## Content description

Compare fractions with related denominators and locate and represent them on a number line (ACMNA125)

Source: Australian Curriculum, Assessment and Reporting Authority (ACARA)

### Equivalent fractions

Equivalent fractions are located on the same place on the number line. The number line shows that \(\dfrac{3}{6}\) and \(\dfrac{1}{2}\) mark the same place. That is, \(\dfrac{3}{6}\) and \(\dfrac{1}{2}\) are equivalent fractions.

### Some important aspects of equivalence

- Equivalent fractions mark the same point on the number line.
- Equivalent fractions can be modelled using areas of rectangles.
- Equivalent fractions to a given fraction can be found by multiplying or dividing the numerator and the denominator of the fraction by the same whole number.
- In simple cases, fractions are 'related' if the denominator of one is a multiple of another.

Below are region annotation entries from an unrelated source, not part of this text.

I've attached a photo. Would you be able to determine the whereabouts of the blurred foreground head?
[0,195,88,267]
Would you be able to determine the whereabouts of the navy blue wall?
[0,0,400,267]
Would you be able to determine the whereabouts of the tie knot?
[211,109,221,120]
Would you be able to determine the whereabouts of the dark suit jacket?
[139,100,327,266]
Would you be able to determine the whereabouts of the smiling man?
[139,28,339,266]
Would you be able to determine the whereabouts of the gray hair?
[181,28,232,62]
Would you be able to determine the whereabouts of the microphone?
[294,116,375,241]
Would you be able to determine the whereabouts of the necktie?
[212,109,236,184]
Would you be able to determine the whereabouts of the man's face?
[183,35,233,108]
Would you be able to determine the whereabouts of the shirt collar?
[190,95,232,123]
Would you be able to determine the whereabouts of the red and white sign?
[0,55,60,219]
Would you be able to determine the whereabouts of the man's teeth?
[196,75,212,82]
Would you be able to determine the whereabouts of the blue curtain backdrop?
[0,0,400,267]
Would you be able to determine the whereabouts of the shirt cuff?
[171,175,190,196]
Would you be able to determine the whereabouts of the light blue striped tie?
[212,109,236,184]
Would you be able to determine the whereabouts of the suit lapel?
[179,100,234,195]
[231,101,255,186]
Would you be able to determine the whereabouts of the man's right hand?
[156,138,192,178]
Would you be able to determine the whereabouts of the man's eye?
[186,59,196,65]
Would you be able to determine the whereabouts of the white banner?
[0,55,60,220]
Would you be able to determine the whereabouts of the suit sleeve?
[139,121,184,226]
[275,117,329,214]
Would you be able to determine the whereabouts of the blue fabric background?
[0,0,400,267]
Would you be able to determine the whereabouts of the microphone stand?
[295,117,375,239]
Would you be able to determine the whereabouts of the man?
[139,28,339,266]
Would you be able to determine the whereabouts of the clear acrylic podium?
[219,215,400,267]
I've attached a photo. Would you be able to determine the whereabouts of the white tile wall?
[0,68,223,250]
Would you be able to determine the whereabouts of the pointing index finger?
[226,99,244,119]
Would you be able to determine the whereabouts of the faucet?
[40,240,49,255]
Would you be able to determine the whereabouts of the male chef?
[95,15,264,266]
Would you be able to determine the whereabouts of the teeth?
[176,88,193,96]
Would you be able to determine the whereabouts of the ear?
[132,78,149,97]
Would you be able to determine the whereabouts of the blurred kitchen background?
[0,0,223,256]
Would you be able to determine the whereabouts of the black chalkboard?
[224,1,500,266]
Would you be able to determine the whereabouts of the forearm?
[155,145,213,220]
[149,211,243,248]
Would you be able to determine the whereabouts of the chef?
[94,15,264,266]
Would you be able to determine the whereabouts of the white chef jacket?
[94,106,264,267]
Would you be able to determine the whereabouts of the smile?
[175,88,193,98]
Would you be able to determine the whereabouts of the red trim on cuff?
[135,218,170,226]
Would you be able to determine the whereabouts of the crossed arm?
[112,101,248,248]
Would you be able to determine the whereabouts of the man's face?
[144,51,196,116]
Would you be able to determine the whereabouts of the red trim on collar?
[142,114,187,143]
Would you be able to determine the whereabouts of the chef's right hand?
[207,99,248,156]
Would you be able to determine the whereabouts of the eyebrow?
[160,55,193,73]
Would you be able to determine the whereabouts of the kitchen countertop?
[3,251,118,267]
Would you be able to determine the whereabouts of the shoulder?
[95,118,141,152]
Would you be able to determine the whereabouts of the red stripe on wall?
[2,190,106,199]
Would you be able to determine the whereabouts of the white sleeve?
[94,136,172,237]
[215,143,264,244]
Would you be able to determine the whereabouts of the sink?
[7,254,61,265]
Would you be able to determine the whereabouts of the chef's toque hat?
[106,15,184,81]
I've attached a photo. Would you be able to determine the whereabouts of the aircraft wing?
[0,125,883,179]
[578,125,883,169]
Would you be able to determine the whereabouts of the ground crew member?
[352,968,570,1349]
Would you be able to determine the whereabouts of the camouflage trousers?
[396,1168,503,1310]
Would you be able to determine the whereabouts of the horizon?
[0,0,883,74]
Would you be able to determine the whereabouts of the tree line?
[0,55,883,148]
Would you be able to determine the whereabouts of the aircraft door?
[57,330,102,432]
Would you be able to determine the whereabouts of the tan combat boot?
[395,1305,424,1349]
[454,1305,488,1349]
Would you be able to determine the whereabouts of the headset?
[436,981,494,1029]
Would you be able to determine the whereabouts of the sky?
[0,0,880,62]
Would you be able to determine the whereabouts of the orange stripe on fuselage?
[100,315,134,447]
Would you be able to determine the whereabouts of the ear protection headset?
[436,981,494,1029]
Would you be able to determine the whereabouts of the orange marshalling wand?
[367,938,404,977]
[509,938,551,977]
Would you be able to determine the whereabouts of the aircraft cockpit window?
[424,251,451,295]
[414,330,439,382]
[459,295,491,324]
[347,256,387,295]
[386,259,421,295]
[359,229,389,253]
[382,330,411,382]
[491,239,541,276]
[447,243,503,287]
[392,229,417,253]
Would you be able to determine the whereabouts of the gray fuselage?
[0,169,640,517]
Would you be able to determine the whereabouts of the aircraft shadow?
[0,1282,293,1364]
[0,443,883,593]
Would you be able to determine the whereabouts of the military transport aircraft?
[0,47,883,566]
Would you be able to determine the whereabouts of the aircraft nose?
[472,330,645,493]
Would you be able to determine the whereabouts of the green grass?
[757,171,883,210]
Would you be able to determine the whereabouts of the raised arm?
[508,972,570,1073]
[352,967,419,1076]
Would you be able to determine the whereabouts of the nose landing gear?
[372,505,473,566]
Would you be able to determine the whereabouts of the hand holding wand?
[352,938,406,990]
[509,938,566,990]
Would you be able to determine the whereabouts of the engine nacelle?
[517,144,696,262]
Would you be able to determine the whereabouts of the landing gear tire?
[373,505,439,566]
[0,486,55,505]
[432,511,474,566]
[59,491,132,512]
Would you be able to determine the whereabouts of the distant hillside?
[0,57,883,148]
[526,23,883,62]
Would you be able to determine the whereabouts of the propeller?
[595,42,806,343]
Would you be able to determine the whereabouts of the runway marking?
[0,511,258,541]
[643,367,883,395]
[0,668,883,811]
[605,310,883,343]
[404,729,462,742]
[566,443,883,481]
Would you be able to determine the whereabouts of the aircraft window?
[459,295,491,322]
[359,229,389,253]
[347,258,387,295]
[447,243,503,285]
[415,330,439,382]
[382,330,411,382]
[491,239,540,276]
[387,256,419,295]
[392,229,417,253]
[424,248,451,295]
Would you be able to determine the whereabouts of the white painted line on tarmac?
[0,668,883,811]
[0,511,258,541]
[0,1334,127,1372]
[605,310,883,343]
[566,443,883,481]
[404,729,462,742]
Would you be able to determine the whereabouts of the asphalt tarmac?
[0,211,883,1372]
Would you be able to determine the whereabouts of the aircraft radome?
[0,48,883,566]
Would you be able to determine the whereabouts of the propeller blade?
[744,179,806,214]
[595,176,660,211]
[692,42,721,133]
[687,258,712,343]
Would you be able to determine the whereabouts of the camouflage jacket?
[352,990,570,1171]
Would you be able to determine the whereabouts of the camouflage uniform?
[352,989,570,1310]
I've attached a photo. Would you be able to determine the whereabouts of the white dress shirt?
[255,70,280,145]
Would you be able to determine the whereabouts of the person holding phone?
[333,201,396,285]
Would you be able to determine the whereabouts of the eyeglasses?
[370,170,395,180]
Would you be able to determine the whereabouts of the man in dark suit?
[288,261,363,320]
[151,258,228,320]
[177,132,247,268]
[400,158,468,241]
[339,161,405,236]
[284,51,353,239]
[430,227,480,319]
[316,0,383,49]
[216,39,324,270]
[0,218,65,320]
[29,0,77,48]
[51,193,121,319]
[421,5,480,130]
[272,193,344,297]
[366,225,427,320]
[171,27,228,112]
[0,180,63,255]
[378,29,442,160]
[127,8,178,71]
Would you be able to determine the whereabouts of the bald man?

For example, the fractions \(\dfrac{1}{3} \text{and} \dfrac{5}{9}\) have related denominators because 9 is a multiple of 3.
- It is possible for two fractions to be equivalent even when the denominators are not obviously related and the equivalence is not immediately obvious. For example, \(\dfrac{17}{34} \text{and} \dfrac{5}{10}\) are both equivalent fractions since they are both equal to \(\dfrac{1}{2}\).